Thursday, June 18, 2009

Bookmarks 6.18.09

Playwrights’ Platform Summer Festival of New Plays in Boston, Mass. (June 18-20, 8 p.m.) – Come support the aspiring writers of Playwrights’ Platform who have written the vibrant short plays constituting this summer’s festival. After each performance, the audience members will vote on their favorite plays and actors for the awards ceremony that concludes the festival. Who knows, there might even be a future Lorraine Hansberry in the group!

A Bilingual Reading of Pablo Neruda Poetry in Seattle, Wash. (June 20, 2:00 p.m.) – This reading, which will take place at Central Library, is perfect for English-speaking students of Spanish, Spanish-speaking students of English, hardcore bilingual Neruda fans, and lovers of the poet who have only read translations and wish to hear the exquisite music of his native tongue.

Sunken Garden Poetry & Music Festival in Farmington, Conn. (June 24, 6:30 p.m.) – This festival, which opened two weeks ago, will be held every other Wednesday evening until August 5, in the Sunken Garden of the historic Hill-Stead Museum property. Bask in the bloom of the Colonial Revival as you listen to readings by the Connecticut Poetry Circuit winners and Baron Wormser, and a musical performance by New York’s Uptown Trio.

Smithsonian Folklife Festival in Washington, D.C. (June 24-28 and July 1-5) – The Folklife Festival is a multimedia, multicultural, enormously popular event on the National Mall. This year’s programs will include Giving Voice (focusing on “The Power of Words in African American Culture”), Las Américas, and Wales, and visitors can experience these cultures through food, music, dance, and, of course, storytelling.
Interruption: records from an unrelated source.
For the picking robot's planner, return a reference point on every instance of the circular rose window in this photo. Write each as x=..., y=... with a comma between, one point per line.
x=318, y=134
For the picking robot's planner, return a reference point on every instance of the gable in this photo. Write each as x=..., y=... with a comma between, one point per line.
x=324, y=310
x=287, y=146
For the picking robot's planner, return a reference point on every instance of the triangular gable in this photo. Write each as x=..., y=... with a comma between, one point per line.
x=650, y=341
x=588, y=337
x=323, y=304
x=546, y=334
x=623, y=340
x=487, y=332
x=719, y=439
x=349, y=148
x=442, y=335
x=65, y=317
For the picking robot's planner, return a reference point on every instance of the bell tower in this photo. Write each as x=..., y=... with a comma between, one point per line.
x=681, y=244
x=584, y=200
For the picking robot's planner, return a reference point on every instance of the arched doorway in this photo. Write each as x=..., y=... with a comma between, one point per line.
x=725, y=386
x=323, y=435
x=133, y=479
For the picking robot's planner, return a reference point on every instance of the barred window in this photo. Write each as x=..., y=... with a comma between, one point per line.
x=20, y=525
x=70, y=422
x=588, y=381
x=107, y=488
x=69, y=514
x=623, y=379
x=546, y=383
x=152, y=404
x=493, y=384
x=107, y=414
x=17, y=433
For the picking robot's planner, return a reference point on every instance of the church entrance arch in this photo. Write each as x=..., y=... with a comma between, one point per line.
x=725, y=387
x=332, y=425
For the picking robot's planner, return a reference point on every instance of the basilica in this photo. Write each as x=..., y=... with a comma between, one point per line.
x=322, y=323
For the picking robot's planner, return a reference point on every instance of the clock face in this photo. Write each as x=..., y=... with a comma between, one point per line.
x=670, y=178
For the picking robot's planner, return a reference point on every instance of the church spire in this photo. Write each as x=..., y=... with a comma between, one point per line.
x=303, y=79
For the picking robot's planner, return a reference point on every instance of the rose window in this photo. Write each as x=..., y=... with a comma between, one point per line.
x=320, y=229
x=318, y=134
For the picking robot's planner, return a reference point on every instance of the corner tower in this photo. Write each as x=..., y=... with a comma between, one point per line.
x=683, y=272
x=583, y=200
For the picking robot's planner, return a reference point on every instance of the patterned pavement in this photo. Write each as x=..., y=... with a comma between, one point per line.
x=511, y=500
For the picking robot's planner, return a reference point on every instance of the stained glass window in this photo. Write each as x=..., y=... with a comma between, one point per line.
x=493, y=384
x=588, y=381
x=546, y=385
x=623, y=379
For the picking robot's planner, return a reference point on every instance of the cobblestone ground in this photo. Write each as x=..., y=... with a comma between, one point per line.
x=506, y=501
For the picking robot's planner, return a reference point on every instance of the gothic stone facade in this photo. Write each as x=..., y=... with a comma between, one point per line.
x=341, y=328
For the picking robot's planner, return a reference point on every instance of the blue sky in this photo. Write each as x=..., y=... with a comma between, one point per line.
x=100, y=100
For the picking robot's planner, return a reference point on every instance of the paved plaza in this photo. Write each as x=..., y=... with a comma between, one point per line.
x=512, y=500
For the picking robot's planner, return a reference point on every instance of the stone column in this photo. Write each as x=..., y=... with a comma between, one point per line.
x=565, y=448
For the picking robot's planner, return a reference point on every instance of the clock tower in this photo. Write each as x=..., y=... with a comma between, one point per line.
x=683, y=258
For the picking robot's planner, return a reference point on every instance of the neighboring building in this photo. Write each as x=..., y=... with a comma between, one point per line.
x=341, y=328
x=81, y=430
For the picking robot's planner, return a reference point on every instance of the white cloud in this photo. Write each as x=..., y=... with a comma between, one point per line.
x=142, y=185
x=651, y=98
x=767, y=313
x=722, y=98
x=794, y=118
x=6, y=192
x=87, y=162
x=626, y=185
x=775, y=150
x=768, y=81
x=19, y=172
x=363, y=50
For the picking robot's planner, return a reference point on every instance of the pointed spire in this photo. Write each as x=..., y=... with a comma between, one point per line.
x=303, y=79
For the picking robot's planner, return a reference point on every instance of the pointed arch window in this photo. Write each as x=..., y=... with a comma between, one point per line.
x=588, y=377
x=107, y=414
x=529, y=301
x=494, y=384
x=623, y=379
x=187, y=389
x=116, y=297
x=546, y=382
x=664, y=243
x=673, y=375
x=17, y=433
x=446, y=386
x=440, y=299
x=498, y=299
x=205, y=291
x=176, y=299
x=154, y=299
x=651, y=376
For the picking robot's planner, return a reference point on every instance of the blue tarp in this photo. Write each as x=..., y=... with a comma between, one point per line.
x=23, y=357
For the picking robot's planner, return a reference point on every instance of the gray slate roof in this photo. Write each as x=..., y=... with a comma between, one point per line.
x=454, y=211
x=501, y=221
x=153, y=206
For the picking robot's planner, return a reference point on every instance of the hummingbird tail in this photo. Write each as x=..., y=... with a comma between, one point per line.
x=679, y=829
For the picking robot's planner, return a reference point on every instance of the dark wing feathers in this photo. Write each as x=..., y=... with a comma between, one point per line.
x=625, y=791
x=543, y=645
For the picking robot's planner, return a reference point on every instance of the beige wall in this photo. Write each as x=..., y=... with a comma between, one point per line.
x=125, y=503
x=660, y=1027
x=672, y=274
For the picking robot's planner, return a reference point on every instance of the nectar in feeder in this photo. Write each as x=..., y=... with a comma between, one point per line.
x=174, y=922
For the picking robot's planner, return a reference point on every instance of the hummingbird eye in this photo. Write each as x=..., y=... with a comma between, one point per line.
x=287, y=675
Fresh Threads of Connection: Mother Nature and British Women Writers in Iowa City, Iowa (through July 26) – If you love the likes of Jane Austen, George Eliot, and Charlotte Bronte, head over to Iowa City’s Old Capitol Museum. The Fresh Threads of Connection exhibit, through the work and lives of ten female British writers, examines art, culture, nature, and these women’s relationships to the world and to one another.